Per fare ciò, riferisce la Guardia di Finanza di Biella a conclusione dell’operazione Car Dream, hanno utilizzato un sito web e si sono avvalsi della collaborazione di numerosi promotori sparsi su tutto il territorio nazionale.

 

Gli sviluppi dell’operazione Car Dream

“In sostanza – spiegano gli investigatori – , il meccanismo posto in essere altro non è che un sistema piramidale (meglio noto come ‘schema Ponzi’ o ‘catena di Sant’Antonio’), dove il guadagno di un soggetto aderente a tale forma contrattuale deriva esclusivamente dal reclutamento diretto o indiretto di un certo numero di soggetti che a loro volta versano delle somme prefissate”. “L’ingresso nel sistema di nuovi iscritti consente a coloro i quali avevano già aderito di scalare a un livello superiore e così via, di livello in livello – aggiungono – . E’ bene ricordare che i contratti a struttura piramidale sono vietati dalla legge 173/2005 e sono puniti come reato, seppur di natura contravvenzionale”.

La società prometteva di consegnare una vettura dopo qualche mese dall’ingresso nel sistema a coloro che avessero versato una quota mediante bonifico. Tale automobile sarebbe stata concessa a noleggio per 24 mesi senza che i beneficiari fossero gravati da ulteriori costi (cambio gomme, bollo e assicurazione compresi). Alla scadenza, poi, avrebbero potuto noleggiare altri automezzi di classe e cilindrata superiori, fino ad una vera e propria “supercar”: una Maserati. I Finanzieri hanno scoperto questo sistema truffaldino intrufolandosi in incognito in una delle riunioni tenutesi a Biella lo scorso febbraio.

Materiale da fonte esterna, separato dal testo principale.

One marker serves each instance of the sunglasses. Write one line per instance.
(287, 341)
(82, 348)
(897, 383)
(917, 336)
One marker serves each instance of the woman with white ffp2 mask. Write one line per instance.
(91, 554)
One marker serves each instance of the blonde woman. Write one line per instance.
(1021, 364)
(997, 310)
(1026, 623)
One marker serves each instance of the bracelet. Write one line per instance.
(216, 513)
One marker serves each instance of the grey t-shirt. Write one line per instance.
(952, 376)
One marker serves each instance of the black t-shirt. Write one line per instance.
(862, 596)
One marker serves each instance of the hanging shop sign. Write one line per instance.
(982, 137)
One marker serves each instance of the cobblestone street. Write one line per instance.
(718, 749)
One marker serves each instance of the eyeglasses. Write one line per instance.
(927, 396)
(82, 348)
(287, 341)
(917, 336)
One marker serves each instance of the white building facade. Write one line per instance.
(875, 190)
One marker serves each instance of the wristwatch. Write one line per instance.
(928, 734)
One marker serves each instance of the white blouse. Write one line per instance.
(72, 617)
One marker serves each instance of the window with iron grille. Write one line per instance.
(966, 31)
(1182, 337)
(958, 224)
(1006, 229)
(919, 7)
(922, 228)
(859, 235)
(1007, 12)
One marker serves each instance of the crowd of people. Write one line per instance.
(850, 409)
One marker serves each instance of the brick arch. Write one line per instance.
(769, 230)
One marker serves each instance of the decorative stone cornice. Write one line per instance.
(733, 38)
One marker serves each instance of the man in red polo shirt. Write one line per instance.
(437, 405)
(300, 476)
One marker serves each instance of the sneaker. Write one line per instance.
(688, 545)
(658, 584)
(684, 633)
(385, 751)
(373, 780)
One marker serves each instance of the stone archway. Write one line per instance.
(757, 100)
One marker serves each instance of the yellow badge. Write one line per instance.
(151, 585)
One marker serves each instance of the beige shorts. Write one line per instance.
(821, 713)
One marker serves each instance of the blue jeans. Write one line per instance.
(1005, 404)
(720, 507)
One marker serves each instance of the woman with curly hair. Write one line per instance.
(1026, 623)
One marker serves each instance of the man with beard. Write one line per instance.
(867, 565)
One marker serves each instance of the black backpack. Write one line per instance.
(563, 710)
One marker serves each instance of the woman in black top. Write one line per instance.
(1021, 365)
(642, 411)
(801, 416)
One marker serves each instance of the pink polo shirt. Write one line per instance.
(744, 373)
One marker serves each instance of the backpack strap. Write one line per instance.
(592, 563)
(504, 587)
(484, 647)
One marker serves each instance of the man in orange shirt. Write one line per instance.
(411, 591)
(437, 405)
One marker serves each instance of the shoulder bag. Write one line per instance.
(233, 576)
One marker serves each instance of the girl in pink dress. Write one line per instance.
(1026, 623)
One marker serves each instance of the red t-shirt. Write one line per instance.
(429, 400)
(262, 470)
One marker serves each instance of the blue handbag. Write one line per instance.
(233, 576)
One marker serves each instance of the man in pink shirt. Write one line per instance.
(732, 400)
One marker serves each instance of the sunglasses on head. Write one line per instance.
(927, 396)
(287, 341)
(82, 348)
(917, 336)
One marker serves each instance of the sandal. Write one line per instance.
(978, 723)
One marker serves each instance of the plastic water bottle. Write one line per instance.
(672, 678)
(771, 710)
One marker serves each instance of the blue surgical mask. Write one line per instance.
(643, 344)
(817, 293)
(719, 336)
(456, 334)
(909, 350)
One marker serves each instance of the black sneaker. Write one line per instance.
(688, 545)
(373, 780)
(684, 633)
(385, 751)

Incontri analoghi erano stati organizzati su tutto il territorio nazionale per reclutare nuovi aderenti. Nonostante l’ingente cifra raccolta ed il consistente numero degli affiliati, però, solo 84 hanno ricevuto l’autovettura promessa. Una volta compreso il meccanismo, sono scattate le indagini coordinate dalla Procura della Repubblica di Biella che ha disposto l’esecuzione di alcune perquisizioni domiciliari, eseguite il 19 aprile scorso e nel corso delle quali sono stati acquisiti importanti elementi utili ai fini delle investigazioni. I 6 responsabili della truffa sono stati denunciati a piede libero e il sito web della società tedesca è stato oscurato.